Together, our results indicate that, in patients with the most severe forms of COVID-19 who required ICU admission, there was no particular mutational pattern associated with VAP. Therefore, the occurrence of VAP is not related to the virological nature of the infecting agent, but to other causes.

Limitations and strengths of the study

We acknowledge that our study has some limitations. In this cohort, included patients were predominantly infected with pre-existing and α (B.1.1.7) variants, while the inclusion period ended before the emergence of the δ and ο variants, precluding the generalizability of our findings to these more recent variants. The number of patients included was limited and thus the statistical power may have been too weak to show between-group differences. Yet, there was no clear trend regarding associations between variant groups/mutations and VAP, suggesting that increasing the number of patients in the cohort would not have changed the results.

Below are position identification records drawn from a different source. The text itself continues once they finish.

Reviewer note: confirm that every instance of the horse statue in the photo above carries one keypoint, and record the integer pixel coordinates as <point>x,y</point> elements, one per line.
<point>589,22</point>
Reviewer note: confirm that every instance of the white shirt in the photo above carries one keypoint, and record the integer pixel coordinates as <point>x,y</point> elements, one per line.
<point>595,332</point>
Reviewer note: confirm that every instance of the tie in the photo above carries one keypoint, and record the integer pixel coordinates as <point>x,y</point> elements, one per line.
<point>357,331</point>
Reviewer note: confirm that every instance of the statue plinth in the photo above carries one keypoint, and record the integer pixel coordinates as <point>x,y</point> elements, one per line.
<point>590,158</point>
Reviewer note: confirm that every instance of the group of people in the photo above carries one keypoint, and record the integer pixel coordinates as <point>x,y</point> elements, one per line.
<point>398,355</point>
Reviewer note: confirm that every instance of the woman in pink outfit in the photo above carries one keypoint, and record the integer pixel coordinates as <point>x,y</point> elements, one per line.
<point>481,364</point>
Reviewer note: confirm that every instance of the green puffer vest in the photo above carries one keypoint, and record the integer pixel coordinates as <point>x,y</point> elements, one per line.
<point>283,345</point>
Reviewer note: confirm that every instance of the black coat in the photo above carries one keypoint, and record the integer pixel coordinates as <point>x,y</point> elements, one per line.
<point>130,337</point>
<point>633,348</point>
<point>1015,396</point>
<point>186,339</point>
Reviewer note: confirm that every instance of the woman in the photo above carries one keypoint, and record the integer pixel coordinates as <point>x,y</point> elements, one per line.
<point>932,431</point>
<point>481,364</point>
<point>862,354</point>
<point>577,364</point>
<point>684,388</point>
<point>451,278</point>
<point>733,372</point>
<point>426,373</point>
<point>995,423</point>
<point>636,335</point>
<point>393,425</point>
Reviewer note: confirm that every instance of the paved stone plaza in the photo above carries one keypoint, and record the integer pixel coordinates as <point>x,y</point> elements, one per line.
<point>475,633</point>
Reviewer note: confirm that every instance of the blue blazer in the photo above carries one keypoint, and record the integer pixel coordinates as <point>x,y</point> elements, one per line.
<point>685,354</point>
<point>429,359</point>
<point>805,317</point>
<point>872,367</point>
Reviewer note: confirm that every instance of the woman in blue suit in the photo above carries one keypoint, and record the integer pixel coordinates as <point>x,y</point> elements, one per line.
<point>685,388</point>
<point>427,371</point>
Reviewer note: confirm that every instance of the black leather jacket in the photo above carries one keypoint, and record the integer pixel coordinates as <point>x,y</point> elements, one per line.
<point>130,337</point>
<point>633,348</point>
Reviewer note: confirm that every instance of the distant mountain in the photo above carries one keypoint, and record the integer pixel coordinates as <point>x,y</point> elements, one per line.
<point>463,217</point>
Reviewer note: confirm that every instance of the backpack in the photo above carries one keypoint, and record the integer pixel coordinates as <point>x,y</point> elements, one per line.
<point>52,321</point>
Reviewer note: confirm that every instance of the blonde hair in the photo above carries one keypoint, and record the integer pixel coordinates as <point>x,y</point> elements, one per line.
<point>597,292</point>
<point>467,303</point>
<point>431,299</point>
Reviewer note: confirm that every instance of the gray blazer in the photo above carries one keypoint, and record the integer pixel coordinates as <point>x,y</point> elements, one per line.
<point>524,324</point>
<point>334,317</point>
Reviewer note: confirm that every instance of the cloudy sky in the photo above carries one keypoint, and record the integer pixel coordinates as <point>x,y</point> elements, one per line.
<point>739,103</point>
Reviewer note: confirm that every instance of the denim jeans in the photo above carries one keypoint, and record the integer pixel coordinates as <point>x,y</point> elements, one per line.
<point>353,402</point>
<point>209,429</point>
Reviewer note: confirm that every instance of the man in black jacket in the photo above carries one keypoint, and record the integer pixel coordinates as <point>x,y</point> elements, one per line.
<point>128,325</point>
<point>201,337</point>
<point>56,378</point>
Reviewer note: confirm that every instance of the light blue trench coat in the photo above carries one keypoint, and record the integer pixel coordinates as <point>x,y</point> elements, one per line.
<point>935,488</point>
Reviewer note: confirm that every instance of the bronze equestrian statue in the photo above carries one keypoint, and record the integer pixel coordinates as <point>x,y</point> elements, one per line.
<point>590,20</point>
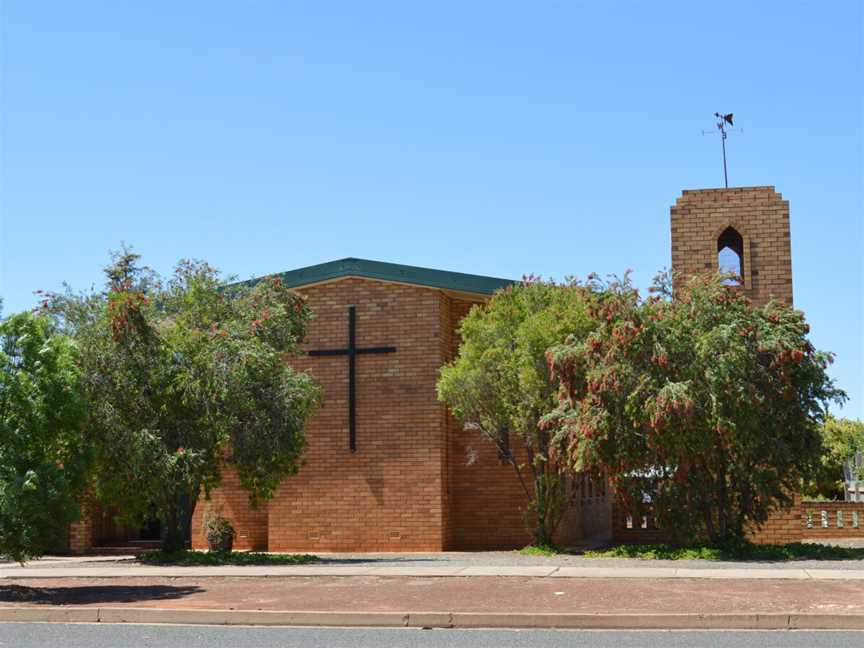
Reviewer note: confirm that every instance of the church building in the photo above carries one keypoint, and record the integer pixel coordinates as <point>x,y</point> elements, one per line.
<point>387,468</point>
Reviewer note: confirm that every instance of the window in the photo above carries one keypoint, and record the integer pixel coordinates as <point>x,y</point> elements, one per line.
<point>730,255</point>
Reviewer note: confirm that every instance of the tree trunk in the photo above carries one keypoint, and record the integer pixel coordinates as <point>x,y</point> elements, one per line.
<point>177,523</point>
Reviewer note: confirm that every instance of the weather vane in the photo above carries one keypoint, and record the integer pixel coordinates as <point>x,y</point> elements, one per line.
<point>722,120</point>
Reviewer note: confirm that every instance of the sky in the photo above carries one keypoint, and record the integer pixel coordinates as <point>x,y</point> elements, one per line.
<point>495,138</point>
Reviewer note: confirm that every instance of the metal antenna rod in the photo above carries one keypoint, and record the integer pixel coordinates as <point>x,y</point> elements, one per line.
<point>722,120</point>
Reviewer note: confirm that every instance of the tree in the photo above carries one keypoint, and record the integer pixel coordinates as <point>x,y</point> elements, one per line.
<point>704,406</point>
<point>500,384</point>
<point>841,438</point>
<point>182,377</point>
<point>43,457</point>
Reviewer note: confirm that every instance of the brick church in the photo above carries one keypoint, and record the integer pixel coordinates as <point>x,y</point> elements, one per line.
<point>387,468</point>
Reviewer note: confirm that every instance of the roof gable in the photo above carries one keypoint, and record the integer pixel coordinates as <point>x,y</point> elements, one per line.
<point>351,267</point>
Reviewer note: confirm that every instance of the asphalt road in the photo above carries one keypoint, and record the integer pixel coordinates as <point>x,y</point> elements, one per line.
<point>31,635</point>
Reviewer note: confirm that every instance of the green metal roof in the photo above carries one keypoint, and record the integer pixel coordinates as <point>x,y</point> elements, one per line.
<point>352,267</point>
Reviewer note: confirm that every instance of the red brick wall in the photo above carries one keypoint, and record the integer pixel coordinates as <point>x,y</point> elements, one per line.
<point>759,214</point>
<point>486,501</point>
<point>801,521</point>
<point>232,501</point>
<point>388,496</point>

Our study also has strengths, including the constitution of a prospective multicenter cohort of well-phenotyped critically ill patients, and the fact that we performed full-length SARS-CoV-2 genome sequencing in a large number of patients. The start of inclusion of the present study was October 1, 2020, which corresponded in France to the beginning of the second COVID-19 wave, a period when ICU admission policies, ICU patient load and demand, and COVID-19 management strategies were more homogeneous among centres than during the first COVID-19 wave. The high incidence of VAP described in our study is in line with that reported in previous studies^1,12.

Conclusions

We found no association between the variant status or any mutational pattern in SARS CoV-2 viral genes and VAP, indicating that the occurrence of VAP is related to non-virological causes.

Abbreviations

ARDS

Acute respiratory distress syndrome

ICU

Intensive care unit

ECMO

Extra-corporeal membrane oxygenation

VOC

Variant of concern

VOI

Variant of interest

VAP

Ventilator associated pneumonia

COVID 19

Coronavirus disease 2019

Author contributions

K.R., A.M.B. and N.P. had full access to all of the study data and is deemed responsible for data integrity and accuracy of their analysis. K.R., A.M.B. and N.P. contributed to the study initial design, analysis, interpretation of data, drafting of the initial manuscript, critical revision of intellectual content, and approval of the article final version. R.A., B.P., G.V., C.E.L., T.U., J.M., T.P., D.R., R.B., Z.A.H., S.G., M.S., E.A., A.M.D., C.R., J.M.P., S.F. contributed to the study design and analysis, interpretation of data, drafting of initial manuscript, critical revision of intellectual content, and approval of the submitted version of the article.

Funding

This research received funding from the Agence Nationale de la Recherche (ANR-21-COVR-0022).

Data availability

The datasets supporting the conclusions are included within the article. The datasets used and/or analysed during the current study are available from the corresponding author on reasonable request.

Competing interests

C.-E. L. has served as consultant for Bayer Healthcare, Carmat and Thermo Fisher Brahms, and received lecture fees from MSD, Aerogen, Advanzpharma and BioMérieux, outside the submitted work. J.-M.P. has served as an advisor or speaker for Gilead, Abbvie, Merck, Assembly Biosciences and Arbutus. Other authors have no conflict of interest to disclose.